Does anybody know how the Excel sheet near the end of the explanation video is achieved? What kind of setup is needed to analyze the run with such precision and with so many details? Thanks.
the first human to beat Super Mario Bros in 4 minutes and 55 seconds
That description doesn’t seem correct.
His time was 4:55.96.
If it takes me an hour and 57 minutes (aka 1.96 hours) to run 10 miles, I wouldn’t say I ran it “in one hour” just because it was under two.

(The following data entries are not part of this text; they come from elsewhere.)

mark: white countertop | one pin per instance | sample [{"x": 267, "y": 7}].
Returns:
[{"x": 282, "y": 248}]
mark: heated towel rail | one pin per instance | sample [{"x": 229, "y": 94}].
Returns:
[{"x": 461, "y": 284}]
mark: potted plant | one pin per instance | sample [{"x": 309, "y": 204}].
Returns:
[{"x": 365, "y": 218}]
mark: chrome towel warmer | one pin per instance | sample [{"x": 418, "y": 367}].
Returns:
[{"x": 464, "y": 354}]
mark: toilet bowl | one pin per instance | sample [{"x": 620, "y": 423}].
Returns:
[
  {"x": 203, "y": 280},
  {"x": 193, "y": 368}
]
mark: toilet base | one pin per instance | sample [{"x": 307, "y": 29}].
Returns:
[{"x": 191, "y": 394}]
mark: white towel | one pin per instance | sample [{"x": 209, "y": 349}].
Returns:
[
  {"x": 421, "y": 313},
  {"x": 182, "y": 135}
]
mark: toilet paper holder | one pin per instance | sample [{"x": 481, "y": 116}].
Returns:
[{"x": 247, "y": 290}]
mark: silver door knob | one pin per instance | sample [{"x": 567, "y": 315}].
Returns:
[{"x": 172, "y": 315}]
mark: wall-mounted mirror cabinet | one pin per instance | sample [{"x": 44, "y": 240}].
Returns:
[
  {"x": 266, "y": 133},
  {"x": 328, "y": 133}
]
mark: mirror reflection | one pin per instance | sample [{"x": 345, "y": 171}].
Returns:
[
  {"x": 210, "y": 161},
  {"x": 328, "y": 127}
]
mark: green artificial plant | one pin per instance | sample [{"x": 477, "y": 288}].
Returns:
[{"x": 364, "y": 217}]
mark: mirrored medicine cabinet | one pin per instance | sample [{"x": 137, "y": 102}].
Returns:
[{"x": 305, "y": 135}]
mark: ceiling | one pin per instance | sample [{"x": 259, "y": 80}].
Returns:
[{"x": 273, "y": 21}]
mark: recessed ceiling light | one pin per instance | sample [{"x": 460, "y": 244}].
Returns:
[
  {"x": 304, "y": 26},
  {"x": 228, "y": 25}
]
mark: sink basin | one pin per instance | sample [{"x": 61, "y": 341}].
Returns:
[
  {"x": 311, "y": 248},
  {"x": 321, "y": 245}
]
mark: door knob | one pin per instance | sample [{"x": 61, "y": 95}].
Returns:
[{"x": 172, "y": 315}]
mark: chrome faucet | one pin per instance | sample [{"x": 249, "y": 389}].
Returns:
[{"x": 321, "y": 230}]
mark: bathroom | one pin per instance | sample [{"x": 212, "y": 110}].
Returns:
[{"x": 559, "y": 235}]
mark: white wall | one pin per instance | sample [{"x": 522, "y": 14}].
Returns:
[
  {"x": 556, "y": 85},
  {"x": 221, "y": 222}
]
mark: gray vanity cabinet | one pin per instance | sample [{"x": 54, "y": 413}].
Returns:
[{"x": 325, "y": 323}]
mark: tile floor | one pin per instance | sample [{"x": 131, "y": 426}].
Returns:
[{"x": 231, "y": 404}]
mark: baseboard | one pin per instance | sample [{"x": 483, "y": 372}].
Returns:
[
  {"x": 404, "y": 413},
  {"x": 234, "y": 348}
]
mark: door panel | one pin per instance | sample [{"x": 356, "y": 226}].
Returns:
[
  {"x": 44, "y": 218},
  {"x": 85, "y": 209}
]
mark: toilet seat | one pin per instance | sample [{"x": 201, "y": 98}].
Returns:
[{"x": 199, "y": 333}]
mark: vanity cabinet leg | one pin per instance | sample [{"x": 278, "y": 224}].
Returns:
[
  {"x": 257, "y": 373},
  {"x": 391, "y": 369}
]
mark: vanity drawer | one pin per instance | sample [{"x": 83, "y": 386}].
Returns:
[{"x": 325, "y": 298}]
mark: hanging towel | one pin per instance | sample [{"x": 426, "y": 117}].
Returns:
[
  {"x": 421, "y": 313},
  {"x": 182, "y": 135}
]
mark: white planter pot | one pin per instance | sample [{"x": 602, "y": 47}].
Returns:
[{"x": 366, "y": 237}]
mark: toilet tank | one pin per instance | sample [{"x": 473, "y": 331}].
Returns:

When using “in/within” don’t we have to round up?
Significant figures matter to some degree- while he’s not doing math, there’s never been anybody that’s finished SMB with a time that started with 4:55 anything. The next top five speed runs are all 4:56.x. Everybody’s really been fighting over measurements that involve a quarter of a second for the past year.
So within the speedrun community, saying “it was a 1:55 run” means you finally got a score starting with that.
1st 4m 55s 913ms
2nd 4m 56s 245ms
3rd 4m 56s 528ms
4th 4m 56s 961ms
5th 4m 56s 978ms
5th 4m 56s 978ms
7th 4m 57s 144ms
8th 4m 57s 294ms
9th 4m 57s 543ms
However, your physical efforts of 1 hour and 57 minutes aren’t within the “Speed running community”. There’s no context for how fast you can or can’t run, so if you say you ran 10 miles in an hour, we can’t judge whether or not that scale is significant.
If you’re talking about elite marathon runners, when somebody finally runs “1:59 marathon”, it’ll be understood that it’s likely closer to 1:59.99, rather than 1:59.00
Granted, it’ll be referred to a “broke the 2-hour marathon mark” which could mean somebody ran it in 0:1.00, or 1:59.00, both are valid in that context. It may be more accurate to apply “Sub 4:56” but there are literal physical constraints on pixels and clocks here, so nobody’s doing a 4:50 or 4:53, for that matter.